Take off the masks.  Drop away some of that heavy armor-plating.  And……not to beat a dead horse, but there’s a place about 10 hours south of us in Asheville, NC, where the whole town has apparently already learned what I’m still learning.  It ain’t the stuff.  It’s the people and actually getting to know each other.  Lookin’ to get an old old pick-up truck…Chevy, maybe 1950,  see if they still sell truly crap wine and go trout fishing ,panning for gold, playing grab-ass with Pam and tickling my pups.

happy-the-movieIf any of this strikes a nerve, take a look at Desiderata.  Oh, and a little movie entitled  Happy.  It’s on Netflix.  If you haven’t seen one or the other, you’re in for a treat.






6 Responses to "Self-Image and The Masks We Wear"

  1. Henry Harvey says:


    Hello. We know each other from our shops in Lahaska; I am Mary
    Yeagle Kremser.

    A friend forwarded your blog to me this morning.

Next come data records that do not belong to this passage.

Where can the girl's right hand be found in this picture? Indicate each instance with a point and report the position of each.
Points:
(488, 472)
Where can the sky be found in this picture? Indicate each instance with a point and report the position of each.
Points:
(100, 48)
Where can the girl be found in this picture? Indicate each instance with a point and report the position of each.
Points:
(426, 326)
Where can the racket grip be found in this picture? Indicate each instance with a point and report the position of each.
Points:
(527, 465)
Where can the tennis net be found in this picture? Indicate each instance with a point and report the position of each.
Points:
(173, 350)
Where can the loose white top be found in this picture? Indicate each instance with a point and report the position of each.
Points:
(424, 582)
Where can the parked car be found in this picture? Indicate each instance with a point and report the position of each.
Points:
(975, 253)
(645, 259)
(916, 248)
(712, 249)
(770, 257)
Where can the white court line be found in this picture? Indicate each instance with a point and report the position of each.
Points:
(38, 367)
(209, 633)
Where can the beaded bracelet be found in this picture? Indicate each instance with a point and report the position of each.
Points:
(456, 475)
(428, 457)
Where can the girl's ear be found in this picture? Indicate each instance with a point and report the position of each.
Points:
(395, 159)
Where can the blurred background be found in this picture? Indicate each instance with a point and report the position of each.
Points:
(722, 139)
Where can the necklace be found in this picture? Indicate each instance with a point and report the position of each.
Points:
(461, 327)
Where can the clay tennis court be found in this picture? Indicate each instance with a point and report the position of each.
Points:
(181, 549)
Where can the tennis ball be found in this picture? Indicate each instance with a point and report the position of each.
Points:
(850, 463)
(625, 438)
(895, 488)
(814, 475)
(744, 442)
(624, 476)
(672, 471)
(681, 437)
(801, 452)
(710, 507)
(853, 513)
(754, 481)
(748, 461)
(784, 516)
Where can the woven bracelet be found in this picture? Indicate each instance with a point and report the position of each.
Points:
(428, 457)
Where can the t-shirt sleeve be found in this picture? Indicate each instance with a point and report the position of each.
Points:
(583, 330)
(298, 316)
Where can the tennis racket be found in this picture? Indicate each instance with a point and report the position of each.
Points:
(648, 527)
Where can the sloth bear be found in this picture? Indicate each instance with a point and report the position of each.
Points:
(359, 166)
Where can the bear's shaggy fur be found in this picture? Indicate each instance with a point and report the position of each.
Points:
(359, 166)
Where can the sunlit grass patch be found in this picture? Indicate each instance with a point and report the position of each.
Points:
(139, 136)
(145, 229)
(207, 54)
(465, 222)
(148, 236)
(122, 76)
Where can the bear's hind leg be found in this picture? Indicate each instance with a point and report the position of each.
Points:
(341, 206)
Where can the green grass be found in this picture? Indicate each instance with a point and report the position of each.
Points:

    Thank you for mentioning suicide. Since my husband, Karsten,
    completed suicide last August, I have found that it is much more
    common that I ever realized, touching many people I already knew but
    who had never spoke of it before.

    A good read! I’ll be forwarding it along!


  2. Henry Harvey says:

    Hi Mare,
    Terribly sorry to hear about your husband. No one really understands the dynamic and what’s going on in this area. They just don’t. I’m glad it helped if only a tiny bit this morning.

  3. Sam Anderson says:

    I was planning to leave feedback on last week’s blog (loved it) but this week’s was full of wisdom too. The truth is that most of what you write resonates with me so much that I find it hard to comment; everything I want to say seems inadequate. I hope you never lose your love for writing. Even though we’ve never met I view you as a mentor. Thank you for taking to time to teach others what you have learned.


    • Henry Harvey says:

      Hey Sam!
      Really great hearing from you! You honor me and I thank you for that. If you think I have my toe in the water with the mentoring, I’ve jumped in and am up to my nose now with the commitments coming up this week.
      It may be of interest to you that I really take the blogs seriously and often wonder if I’ve hit the wall. Telling the truth, pulling the dark stuff out into the light is scary…but exhilarating. Hope you are doing GREAT, Sam!

  4. Phil Kaufman says:

    You have an uncanny ability to write (prolifically) about so much I relate to that it is like living in a parallel universe.  The parallels are too many to list….your blogs..ditto!   We still live in our first house for 48 years…small ranch modified by me….aerospace engineer and metal sculpture…original DIY.  The most common compliment we get is not how showy our place is but how comfortable guests feel and it looks like a large sculpture, my favorite compliment.  We had two old 4Runners with 300,000 miles between them and if it was not for the fact that there was more rust than real metal on them, we would still have them.  We buy good quality used cars with relatively low mileage and plan on keeping them a long time. Don’t be confused with showy, we just happened to find good deals on an old BMW and a Lexus SUV…..practical not showy.   My idea of dressed up is wearing a clean t-shirt with no welding holes in it.  I don’t have time for valueless snob appeal!  Your blog is two parts…this and then suicide.
    A sibling of mine committed suicide.  It was incredibly difficult, painful to deal with and unexpected.  I do not wish to discuss it though self image and other issues were at stake.  I wish there was a way to deal with it but I have no answers. It does leave a hole in your soul….forever.


  5. Henry Harvey says:

    Hey my friend,
    Good to hear. Yeah, if you’re lucky you realize early-on what a Hedonic Treadmill is. Once in a while I get snookered with a surge of lust when I see that it might be possible to actually buy an AC Cobra from yesteryear. And then I think, “And what the hell would you do with it???”

    Suicide is a topic that’s been all around me all my life. Friends, relatives, business associates, all dealing with the threat in their own ways…our own ways. I’m hoping to get to the point where the one side of my brain says, “Well…you’ve come this far… Might as well play the hand out.” Serious and sad business. Thanks for writing in.